Photo: NurPhoto via AFP/Alain Pitton
In 2018, Turkey faced one of the worst currency and debt crises in its history. Photo: NurPhoto via AFP/Alain Pitton

Turkey’s crisis fell out of a clear blue sky, or so it seemed to analysts who weren’t looking up. In fact, Turkey was the financial crisis longest in preparation of any in recent memory.

The Erdogan model reduces to massive foreign borrowing to feed domestic consumption. Turkey got away with the worst current account deficit of any economy of significance because Erdogan sold his neighbors and the Americans on the notion that he was strategically indispensable. Eventually the market wearied of buying Turkish paper and the Gulf States decided that bailing out Turkey wasn’t worth the cost.

Most emerging markets don’t need to borrow money. In fact, most (including Russia, China, Hungary and most of the Asian emerging markets) are net lenders: They sell more goods and services than they buy, and lend the rest back to the deficit countries.

Brazil, the largest Latin American economy, has a tiny current account deficit. It has many problems, but it doesn’t have to worry about a creditors panic. Argentina has a big deficit, and it’s no surprise that Argentina’s peso was the second-worst-performing emerging market currency after the Turkish lira.

Current account deficit

There isn’t any Turkish contagion, rather, investors are taking each market on its own merit.
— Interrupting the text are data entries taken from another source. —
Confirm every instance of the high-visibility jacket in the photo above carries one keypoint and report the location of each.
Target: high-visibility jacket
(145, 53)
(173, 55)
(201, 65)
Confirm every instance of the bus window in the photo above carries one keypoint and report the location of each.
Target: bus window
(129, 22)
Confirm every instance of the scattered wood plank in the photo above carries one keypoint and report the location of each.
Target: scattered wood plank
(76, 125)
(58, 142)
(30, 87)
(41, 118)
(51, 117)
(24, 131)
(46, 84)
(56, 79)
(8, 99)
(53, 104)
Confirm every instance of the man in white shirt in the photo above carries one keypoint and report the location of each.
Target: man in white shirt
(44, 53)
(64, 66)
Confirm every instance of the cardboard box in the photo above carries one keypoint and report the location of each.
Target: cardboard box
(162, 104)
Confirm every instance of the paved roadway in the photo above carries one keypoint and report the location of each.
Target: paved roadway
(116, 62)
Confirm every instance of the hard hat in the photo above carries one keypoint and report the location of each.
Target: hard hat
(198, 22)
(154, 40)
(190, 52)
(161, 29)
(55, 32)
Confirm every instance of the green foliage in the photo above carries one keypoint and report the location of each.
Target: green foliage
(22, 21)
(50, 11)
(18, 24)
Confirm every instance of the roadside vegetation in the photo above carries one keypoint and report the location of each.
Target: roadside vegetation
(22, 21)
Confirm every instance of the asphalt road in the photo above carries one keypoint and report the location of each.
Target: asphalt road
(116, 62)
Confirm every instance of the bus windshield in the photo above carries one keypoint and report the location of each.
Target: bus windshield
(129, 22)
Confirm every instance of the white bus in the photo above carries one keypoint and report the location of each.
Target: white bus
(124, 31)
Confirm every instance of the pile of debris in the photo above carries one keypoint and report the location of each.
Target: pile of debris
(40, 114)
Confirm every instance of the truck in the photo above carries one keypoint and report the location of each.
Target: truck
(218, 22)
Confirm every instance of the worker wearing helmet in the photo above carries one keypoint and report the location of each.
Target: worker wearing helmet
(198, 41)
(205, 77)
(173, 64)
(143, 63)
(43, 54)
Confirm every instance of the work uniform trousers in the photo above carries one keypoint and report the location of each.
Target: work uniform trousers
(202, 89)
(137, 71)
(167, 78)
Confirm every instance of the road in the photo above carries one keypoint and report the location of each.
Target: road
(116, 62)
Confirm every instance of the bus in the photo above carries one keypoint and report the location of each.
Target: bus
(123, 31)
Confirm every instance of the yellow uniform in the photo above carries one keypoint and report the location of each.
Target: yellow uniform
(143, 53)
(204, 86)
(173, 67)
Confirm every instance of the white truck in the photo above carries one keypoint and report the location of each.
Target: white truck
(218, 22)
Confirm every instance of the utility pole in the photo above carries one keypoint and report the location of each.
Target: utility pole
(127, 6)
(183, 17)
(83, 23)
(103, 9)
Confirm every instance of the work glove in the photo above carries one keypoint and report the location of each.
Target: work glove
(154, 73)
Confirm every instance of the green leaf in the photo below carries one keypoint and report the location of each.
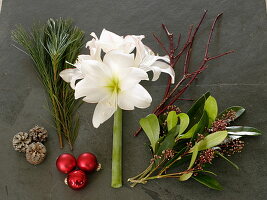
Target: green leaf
(185, 177)
(211, 140)
(172, 120)
(211, 108)
(243, 130)
(237, 109)
(169, 141)
(194, 156)
(209, 181)
(190, 133)
(197, 128)
(232, 163)
(196, 111)
(150, 125)
(184, 122)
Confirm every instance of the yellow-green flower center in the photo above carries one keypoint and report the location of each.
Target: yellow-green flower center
(114, 85)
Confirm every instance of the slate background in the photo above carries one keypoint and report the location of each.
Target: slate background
(237, 79)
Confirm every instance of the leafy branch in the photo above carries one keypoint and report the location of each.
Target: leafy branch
(184, 145)
(171, 95)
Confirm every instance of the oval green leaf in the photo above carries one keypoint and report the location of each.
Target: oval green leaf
(172, 120)
(243, 131)
(185, 177)
(211, 108)
(184, 122)
(194, 156)
(211, 140)
(237, 109)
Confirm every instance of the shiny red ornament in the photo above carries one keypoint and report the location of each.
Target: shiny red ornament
(76, 179)
(66, 163)
(87, 162)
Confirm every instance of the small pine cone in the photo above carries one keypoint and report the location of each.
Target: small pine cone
(38, 134)
(21, 141)
(35, 153)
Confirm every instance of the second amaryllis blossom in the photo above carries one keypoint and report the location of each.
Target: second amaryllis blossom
(110, 83)
(112, 80)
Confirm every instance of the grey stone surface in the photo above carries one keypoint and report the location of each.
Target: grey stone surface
(238, 79)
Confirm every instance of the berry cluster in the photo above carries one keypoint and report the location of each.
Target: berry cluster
(77, 178)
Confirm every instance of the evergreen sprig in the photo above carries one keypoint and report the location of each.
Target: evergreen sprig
(50, 45)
The Turkish crisis hasn’t led to contagion, that is, highly correlated returns among emerging markets. On the contrary, it has led to the greatest dispersion of returns among emerging market ETF’s since the Turkey ETF began trading in 2012.
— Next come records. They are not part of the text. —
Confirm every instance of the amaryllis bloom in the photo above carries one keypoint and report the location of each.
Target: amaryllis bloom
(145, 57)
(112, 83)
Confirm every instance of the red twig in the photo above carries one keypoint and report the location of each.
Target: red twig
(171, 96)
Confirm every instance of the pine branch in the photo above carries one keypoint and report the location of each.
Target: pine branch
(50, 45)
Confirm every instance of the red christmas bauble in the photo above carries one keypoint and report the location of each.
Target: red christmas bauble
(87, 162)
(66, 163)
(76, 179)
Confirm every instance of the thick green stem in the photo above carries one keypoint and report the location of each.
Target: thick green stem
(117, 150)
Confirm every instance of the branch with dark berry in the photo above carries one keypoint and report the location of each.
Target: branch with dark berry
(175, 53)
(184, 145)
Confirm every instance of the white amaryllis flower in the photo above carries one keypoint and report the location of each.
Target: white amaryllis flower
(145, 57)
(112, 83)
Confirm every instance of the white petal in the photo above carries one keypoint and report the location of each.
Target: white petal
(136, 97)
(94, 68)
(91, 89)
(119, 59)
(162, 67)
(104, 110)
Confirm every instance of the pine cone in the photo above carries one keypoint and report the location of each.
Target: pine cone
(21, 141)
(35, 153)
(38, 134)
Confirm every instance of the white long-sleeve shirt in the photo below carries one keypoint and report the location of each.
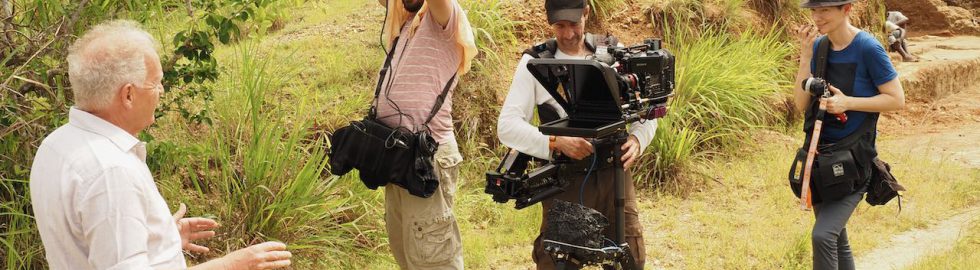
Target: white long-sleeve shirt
(513, 125)
(95, 202)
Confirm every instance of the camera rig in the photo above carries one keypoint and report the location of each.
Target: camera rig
(618, 86)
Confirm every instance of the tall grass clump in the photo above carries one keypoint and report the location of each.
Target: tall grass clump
(726, 83)
(475, 99)
(603, 9)
(20, 243)
(268, 172)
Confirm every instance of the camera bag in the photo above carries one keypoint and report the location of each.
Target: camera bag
(383, 154)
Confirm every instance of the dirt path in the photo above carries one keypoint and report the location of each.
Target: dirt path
(943, 123)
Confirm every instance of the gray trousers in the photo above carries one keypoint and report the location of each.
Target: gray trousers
(831, 251)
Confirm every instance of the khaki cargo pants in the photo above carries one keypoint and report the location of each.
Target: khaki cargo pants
(422, 232)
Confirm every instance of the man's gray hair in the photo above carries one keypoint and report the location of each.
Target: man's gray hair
(105, 58)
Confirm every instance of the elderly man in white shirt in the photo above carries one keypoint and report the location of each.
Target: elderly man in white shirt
(95, 201)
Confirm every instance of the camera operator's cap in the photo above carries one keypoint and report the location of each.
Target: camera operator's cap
(564, 10)
(824, 3)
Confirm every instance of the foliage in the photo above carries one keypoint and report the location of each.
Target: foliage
(725, 85)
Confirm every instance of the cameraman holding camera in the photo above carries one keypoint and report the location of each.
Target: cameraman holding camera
(863, 83)
(430, 45)
(568, 19)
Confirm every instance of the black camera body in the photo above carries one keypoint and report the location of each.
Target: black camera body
(512, 181)
(646, 75)
(817, 87)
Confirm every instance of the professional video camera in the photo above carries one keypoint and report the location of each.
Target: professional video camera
(511, 181)
(619, 85)
(646, 76)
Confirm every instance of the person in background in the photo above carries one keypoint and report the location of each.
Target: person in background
(897, 34)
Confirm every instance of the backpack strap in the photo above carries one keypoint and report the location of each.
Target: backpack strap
(823, 52)
(372, 113)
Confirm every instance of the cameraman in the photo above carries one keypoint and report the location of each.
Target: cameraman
(568, 19)
(434, 48)
(864, 83)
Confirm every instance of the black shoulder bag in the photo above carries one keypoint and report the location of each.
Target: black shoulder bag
(841, 168)
(385, 155)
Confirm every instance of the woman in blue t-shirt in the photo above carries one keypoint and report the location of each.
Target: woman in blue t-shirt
(864, 83)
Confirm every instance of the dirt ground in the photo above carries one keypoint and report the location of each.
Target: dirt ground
(946, 128)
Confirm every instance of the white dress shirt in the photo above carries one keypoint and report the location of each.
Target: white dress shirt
(513, 125)
(95, 201)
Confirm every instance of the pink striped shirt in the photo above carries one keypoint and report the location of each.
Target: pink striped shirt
(431, 57)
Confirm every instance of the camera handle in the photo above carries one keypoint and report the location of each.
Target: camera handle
(627, 263)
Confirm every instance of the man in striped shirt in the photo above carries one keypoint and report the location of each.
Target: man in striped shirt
(433, 49)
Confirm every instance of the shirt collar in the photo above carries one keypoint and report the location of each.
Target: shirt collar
(89, 122)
Standard deviation of EM daily returns

The chart shows the daily standard deviation of returns across the universe of emerging market ETF’s. The higher the number, the greater the dispersion (and the lower the “contagion”).

Turkey is a unique basket case, a throwback to the Latin American kleptocracies that went bankrupt in the early 1980s. Turkey’s US$220 billion in corporate foreign debt is an annoyance to some creditors who may not be repaid, but it isn’t big enough to shake the system.